Talk: Networking and Security in a Multi-Cloud World

Abstract

Public clouds today may appear to be the default choice for deployment of new applications, but most enterprises have a range of applications that may not readily migrate to the cloud. Some “legacy” applications require low-level network services or specific hardware that may be unavailable in the cloud. Concerns around security, cost control, or data sovereignty also affect the willingness to move applications to public clouds. Furthermore, all clouds are not equivalent - the services provided by various clouds differ widely. For these reasons, many enterprises expect to have workloads deployed across multiple clouds as well as in their own private data centers for the foreseeable future. This raises challenges for both developers and security teams. For example, if a web front end running in a public cloud needs to connect to an on-premises database, how does the security team ensure the security of the database while allowing developers access from the front-end application? This talk will lay out the case for a consistent approach to networking and security in these multi-cloud environments and discuss some ways in which software-defined networking and network virtualization may be applied to the problem.

Bio

Bruce Davie is CTO for Networking at VMware, and a Principal Engineer in the Networking and Security BU. He joined VMware as part of the Nicira acquisition, and focuses on network virtualization. He has over 25 years of networking industry experience, and was a Cisco Fellow prior to joining Nicira. At Cisco, he worked closely with leading service providers to enhance the capabilities of their networks. He led the team that developed multi-protocol label switching (MPLS) and contributed to the standards on IP quality of service. He has written over a dozen Internet RFCs and several networking textbooks. Bruce received his Ph. D. in computer science from the University of Edinburgh in 1988 and is an ACM Fellow.


Luiz Andre Barroso (Google)

Talk: Programming a Warehouse-scale Computer

Abstract

Public clouds are quickly making massive-scale computing capabilities available to an ever larger population of programmers, and are no longer a playground restricted to a handful of institutions, such as national labs or large Internet services companies.
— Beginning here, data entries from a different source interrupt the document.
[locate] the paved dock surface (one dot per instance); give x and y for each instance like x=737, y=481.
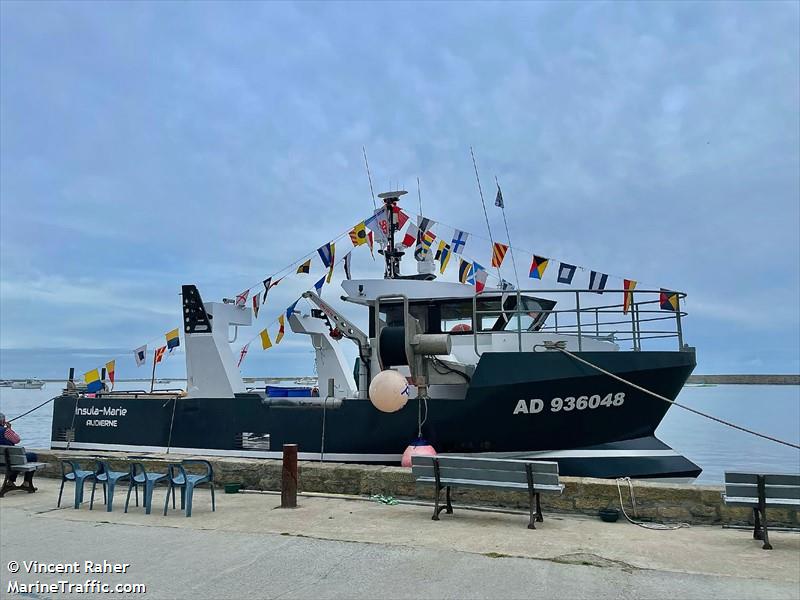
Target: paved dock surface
x=343, y=548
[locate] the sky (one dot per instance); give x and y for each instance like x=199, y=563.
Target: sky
x=148, y=145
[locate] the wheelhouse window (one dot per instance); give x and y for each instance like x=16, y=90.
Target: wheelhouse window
x=455, y=316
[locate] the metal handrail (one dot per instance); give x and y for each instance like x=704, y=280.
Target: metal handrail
x=639, y=315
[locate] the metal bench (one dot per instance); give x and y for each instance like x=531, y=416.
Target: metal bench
x=13, y=462
x=445, y=472
x=760, y=491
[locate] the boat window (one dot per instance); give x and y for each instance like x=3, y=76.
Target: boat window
x=456, y=315
x=392, y=316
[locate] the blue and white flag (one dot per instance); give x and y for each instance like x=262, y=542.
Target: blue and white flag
x=565, y=273
x=379, y=225
x=326, y=254
x=291, y=310
x=319, y=284
x=597, y=281
x=459, y=240
x=140, y=354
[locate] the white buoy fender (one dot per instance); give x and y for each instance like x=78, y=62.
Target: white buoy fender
x=388, y=391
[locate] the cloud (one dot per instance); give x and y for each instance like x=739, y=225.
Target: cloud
x=147, y=145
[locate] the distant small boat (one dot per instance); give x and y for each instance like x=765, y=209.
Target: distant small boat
x=27, y=384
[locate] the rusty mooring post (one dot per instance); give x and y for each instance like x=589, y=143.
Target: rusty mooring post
x=289, y=477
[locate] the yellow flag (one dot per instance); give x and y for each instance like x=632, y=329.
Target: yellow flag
x=358, y=235
x=330, y=270
x=281, y=329
x=265, y=341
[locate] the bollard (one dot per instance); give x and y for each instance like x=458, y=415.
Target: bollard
x=289, y=477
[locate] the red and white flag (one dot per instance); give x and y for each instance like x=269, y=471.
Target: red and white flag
x=159, y=354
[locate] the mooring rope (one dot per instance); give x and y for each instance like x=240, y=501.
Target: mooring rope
x=33, y=409
x=656, y=526
x=560, y=346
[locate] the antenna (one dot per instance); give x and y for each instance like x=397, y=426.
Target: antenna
x=369, y=176
x=508, y=236
x=483, y=203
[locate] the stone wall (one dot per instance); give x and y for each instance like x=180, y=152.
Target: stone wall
x=655, y=501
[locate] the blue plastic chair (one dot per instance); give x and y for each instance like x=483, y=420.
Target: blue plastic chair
x=108, y=478
x=178, y=477
x=139, y=476
x=71, y=471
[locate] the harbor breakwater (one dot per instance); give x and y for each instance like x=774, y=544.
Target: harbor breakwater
x=668, y=502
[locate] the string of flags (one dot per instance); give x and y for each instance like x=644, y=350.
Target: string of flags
x=421, y=237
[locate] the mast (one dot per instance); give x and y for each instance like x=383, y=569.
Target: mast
x=391, y=253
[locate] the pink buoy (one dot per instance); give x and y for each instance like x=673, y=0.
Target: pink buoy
x=418, y=447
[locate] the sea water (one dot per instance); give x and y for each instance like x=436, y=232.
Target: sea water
x=770, y=409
In this talk, we will highlight some of the features of this new class of computers, the challenges faced by their programmers, and some of the techniques that we have developed to address those challenges.

Bio

I am a Google Fellow, and the VP of Engineering for the Geo Platform team, the group responsible for collecting and curating maps, local and imagery data that powers our consumer products (such as Google Search and Google Maps). My technical interests that range from distributed systems software to the design of Google's computing platform. While at Google I have co-authored some well-cited articles on warehouse-scale computing, energy proportionality and storage system reliability. I also co-wrote "The Datacenter as a Computer", the first textbook to describe the architecture of warehouse-scale computing systems, now in its 2nd edition. I was previously a member of the research staff at Digital Equipment Corporation and Compaq, where our group did some of the pioneering research on modern multi-core architectures. Some of those multi-core processors also use variants of the ring-based cache-coherency interconnects that were the subject of my doctoral research.

I am a Fellow of the Association for Computing Machinery (ACM) and the American Association for the Advancement of Science. I was the program chair of ACM ISCA'09, a keynote speaker at FCRC''11, SIGMOD''10, ASPLOS''09, and a National Academy of Engineering Gilbreth Lectureship awardee in 2012. I am currently serving at the National Academies' Computer Science and Telecommunications Board. I hold B.S. and M.S. degrees in Electrical Engineering from the Pontifícia Universidade Católica of Rio de Janeiro, and a Ph.D. in Computer Engineering from the University of Southern California.


Ion Stoica (UC Berkeley)

Talk: Lessons from Apache Spark: To unify or to specialize?

Abstract

Almost seven years ago we started the Spark project at UC Berkeley. Apache Spark is a cluster computing engine that is optimized for in-memory processing, and unifies support for a variety of workloads, including batch, interactive querying, streaming, and iterative computations. Spark is now the most active big data project in the open source community, and is already being used by over one thousand organizations. At the same time, in the database community there has been a recent push on building specialized engines for different workloads and use cases. In this talk, I'll take a look back at our experience with building a unified engine with Apache Spark, the lessons we learned in the process, and speculate on what could make unified or specialized systems successful.

Bio

Ion Stoica is a Professor in the EECS Department at University of California at Berkeley. He does research on cloud computing and networked computer systems. Past work includes Dynamic Packet State, Chord DHT, Internet Indirection Infrastructure (i3), declarative networks, and large scale systems, including Apache Spark, Apache Mesos, and Alluxio. He is an ACM Fellow and has received numerous awards, including the SIGOPS Hall of Fame (2015), the SIGCOMM Test of Time Award (2011), and the ACM doctoral dissertation award (2001). In 2006, he co-founded Conviva, a startup to commercialize technologies for large scale video distribution, and in 2013, he co-founded Databricks a startup to commercialize Apache Spark.